Assignment: Externalities and the Environment Income Distribution and Poverty
Variable production technology happens when the externality generated at a specific rate can be influenced by altering the production process. For instance, if producing using electricity is found to cause emissions that are harmful to humans and the environment, then it can be solved by a fixed solution, which is reducing electricity production (McEachern, 2016). On the other hand, fixed-production technology occurs when the output and generation of externalities is fixed regardless of any changes. Altering the production process to achieve similar production outcomes under relatively different conditions falls under variable production technology (McEachern, 2016). For example, pollution by poisonous gases emitted during the production process can be combated by altering the fuel mix to ensure gases emitted are less dangerous to plant, animal, and human life. The social benefit of government involvement in setting a goal to reduce the marginal cost of pollution to zero in industries with fixed-production technology would be cleaner air and a safe environment. Therefore, the government should intervene to save consumers from harmful gas emissions (Legros & Newman, 2014). Although the marginal social cost of reducing greenhouse gas emissions relies on the marginal social benefit of reducing emissions, the government can influence the adherence of firms in industries that employ fixed-production technology. Yes. The government should consider setting goals and objectives for firms in industries that use variable-production technology for the benefit of society.
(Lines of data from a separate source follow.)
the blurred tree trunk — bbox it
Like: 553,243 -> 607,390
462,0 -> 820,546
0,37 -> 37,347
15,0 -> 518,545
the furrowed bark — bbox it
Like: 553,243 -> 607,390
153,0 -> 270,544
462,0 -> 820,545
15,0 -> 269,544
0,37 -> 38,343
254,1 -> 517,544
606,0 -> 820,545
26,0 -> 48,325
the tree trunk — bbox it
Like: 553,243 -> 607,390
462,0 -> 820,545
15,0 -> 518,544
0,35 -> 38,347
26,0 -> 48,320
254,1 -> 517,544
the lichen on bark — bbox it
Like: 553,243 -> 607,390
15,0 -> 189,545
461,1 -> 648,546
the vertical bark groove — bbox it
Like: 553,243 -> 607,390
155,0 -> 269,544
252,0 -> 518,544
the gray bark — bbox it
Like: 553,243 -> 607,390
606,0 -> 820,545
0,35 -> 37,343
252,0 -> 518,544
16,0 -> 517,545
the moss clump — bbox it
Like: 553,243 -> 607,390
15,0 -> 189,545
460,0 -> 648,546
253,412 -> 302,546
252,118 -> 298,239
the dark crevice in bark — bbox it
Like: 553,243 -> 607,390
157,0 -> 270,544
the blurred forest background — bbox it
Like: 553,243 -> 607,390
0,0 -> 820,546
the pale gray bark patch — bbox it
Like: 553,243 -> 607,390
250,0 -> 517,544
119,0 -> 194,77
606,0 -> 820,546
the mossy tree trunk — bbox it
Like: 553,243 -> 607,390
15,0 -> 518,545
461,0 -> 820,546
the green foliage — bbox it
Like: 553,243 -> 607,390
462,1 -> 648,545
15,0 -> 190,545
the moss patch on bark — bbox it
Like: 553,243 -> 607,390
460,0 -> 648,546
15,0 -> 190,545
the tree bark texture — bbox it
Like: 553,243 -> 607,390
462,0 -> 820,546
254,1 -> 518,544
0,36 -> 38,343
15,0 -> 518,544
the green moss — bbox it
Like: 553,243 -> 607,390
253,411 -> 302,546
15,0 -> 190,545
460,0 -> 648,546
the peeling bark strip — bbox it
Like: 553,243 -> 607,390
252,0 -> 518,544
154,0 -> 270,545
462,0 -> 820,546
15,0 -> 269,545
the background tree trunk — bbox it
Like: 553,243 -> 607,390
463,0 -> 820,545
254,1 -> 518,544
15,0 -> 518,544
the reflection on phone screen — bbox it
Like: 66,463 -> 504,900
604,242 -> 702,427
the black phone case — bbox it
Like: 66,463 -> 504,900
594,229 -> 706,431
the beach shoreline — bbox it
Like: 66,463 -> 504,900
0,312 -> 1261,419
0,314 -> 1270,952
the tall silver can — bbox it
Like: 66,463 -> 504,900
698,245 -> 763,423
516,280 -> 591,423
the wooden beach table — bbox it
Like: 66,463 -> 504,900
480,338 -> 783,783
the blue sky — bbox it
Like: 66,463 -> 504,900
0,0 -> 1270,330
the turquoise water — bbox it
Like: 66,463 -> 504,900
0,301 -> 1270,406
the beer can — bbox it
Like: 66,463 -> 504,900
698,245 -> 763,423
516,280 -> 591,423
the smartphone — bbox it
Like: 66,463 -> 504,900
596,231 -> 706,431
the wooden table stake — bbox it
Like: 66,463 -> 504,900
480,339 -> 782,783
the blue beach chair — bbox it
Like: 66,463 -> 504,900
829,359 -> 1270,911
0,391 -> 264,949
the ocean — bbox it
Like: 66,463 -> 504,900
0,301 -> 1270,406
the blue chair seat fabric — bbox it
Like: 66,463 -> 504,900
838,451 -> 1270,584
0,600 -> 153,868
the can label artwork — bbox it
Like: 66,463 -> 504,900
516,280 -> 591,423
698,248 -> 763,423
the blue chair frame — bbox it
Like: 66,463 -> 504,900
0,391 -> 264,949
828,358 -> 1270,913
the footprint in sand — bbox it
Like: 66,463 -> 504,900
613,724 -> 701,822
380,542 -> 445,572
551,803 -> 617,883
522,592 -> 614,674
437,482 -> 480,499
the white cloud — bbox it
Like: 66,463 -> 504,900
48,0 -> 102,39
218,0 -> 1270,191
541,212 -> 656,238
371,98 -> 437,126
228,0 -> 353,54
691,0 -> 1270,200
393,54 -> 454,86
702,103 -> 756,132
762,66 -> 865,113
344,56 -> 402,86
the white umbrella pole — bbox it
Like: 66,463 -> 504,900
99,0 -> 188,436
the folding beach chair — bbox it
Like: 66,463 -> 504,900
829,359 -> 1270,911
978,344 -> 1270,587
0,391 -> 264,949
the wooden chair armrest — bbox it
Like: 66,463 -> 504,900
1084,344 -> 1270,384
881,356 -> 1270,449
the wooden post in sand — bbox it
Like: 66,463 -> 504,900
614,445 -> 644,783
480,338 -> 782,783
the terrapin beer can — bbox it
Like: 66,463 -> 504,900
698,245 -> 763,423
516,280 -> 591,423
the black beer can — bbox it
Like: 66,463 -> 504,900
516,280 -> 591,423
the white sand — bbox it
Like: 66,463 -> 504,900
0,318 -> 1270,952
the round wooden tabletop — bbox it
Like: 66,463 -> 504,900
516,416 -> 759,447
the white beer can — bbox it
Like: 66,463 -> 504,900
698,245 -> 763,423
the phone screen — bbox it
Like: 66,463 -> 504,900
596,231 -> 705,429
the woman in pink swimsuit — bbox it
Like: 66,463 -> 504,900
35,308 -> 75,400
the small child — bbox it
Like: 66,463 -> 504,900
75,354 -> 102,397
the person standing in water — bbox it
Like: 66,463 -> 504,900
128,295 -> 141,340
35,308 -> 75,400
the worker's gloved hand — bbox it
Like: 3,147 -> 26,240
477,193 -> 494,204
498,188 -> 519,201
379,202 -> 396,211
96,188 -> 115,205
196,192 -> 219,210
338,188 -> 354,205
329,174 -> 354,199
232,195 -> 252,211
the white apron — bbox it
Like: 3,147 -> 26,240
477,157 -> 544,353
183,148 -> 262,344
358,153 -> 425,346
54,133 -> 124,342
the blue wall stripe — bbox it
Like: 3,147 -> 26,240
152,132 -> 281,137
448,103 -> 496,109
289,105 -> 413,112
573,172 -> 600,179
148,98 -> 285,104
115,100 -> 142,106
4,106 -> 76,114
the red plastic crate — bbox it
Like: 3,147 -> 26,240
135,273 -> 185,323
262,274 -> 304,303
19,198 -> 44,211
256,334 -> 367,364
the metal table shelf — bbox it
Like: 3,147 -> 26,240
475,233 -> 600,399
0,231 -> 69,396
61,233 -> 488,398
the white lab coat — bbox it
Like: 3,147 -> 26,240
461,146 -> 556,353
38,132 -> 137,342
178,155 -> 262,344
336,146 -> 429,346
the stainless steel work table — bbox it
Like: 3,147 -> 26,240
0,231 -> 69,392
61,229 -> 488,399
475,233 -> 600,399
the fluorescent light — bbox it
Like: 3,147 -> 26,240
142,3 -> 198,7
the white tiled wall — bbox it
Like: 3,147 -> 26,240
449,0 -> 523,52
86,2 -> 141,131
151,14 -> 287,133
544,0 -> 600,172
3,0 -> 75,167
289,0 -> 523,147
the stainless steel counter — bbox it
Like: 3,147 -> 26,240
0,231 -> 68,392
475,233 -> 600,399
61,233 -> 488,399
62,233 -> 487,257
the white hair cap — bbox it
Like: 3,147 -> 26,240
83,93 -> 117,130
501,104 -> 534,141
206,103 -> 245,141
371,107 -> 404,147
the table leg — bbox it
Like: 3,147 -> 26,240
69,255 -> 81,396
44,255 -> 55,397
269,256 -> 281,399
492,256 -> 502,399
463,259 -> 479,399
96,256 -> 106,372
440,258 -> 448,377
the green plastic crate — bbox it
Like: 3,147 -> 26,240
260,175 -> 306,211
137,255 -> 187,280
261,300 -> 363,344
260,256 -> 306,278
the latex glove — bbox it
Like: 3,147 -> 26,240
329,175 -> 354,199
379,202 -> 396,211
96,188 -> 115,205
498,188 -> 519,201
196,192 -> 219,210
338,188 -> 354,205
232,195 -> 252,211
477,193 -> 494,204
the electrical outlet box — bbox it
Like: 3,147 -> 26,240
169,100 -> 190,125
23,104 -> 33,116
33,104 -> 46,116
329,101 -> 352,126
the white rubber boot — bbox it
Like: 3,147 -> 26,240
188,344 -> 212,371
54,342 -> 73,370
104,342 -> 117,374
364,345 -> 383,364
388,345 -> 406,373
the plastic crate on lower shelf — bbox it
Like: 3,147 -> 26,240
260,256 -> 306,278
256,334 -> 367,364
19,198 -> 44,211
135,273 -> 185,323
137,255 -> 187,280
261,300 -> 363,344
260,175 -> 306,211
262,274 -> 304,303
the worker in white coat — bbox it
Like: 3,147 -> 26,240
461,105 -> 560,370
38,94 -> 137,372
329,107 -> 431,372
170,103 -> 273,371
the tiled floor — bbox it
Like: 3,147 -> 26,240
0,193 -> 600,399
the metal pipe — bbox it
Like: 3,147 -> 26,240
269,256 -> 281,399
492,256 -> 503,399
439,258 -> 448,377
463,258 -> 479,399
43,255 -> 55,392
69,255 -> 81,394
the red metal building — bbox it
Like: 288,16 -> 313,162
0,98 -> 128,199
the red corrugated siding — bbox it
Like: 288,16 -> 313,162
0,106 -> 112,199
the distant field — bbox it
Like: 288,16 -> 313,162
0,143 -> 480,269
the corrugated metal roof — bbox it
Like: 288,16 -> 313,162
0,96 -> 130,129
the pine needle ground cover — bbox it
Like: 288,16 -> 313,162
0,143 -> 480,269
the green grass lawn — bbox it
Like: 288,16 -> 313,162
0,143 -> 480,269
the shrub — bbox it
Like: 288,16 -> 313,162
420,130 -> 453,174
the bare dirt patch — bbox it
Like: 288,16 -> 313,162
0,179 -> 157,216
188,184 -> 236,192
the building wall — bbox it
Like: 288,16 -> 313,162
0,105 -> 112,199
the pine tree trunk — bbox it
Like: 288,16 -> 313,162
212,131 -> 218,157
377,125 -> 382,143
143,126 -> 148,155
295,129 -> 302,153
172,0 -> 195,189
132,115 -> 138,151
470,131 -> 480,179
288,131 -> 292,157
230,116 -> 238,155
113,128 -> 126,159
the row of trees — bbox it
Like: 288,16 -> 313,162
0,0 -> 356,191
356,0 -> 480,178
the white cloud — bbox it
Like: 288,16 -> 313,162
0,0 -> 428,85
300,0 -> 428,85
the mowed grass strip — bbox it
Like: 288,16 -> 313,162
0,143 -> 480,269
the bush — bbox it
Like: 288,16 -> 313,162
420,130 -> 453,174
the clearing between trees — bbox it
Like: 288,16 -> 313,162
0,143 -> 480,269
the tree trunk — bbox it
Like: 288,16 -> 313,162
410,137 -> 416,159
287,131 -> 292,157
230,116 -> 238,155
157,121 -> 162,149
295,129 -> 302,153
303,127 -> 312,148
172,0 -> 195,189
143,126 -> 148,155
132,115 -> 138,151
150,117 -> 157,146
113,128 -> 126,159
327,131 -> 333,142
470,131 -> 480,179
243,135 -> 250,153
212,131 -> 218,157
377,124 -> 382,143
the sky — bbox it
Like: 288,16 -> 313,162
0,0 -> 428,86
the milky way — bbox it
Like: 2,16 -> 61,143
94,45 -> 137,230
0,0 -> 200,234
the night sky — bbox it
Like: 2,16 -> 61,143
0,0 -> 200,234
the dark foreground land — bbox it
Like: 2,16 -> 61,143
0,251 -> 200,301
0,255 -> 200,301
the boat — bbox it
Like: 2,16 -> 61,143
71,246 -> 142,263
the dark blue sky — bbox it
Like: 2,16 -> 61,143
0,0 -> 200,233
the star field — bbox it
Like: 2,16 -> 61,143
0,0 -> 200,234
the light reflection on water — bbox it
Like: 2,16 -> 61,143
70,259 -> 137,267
According to McEachern (2016), the Lorenz curve “shows the percentage of total income received by any given percentage of households when incomes are arrayed from smallest to largest”. Graphical representation of the curve shows that uneven distribution is responsible for the curve pulling down and away from the equal distribution line. On this subject, the curve can be used to compare the distribution of income among households. Equal distribution is achieved when the percentage of income is distributed equally to a similar percentage of households (McEachern, 2016). The Lorenz curve in Exhibit 2 on page 387 presents data drawn from 1980 and 2010. It shows that differences in the number of hours, days, or months an individual is employed accounts for differences in income received. The top 20 percent of families from the curve in Exhibit 2 received 43.7 percent of the income, which is higher than the 56.3 percent received by the 80 percent (McEachern, 2016). It is essential to acknowledge that the number of working individuals in a family determines income. In this regard, the bottom 20 percent of families in the exhibit have more income because of the higher chances of them working. Other factors determining the household income are job experience, level of education/competence, as well as, job skills/ability (Caicedo, Lucas Jr., & Rossi-Hansberg, 2016).
Caicedo, S., Lucas Jr, R. E., & Rossi-Hansberg, E. (2016). Learning, career paths, and the distribution of wages (No. w22151). National Bureau of Economic Research.
Legros, P., & Newman, A. F. (2014). Contracts, ownership, and industrial organization: Past and future. The Journal of Law, Economics, & Organization, 30(suppl_1), i82-i117.
McEachern, W. A. (2016). Economics: A contemporary introduction. Cengage Learning.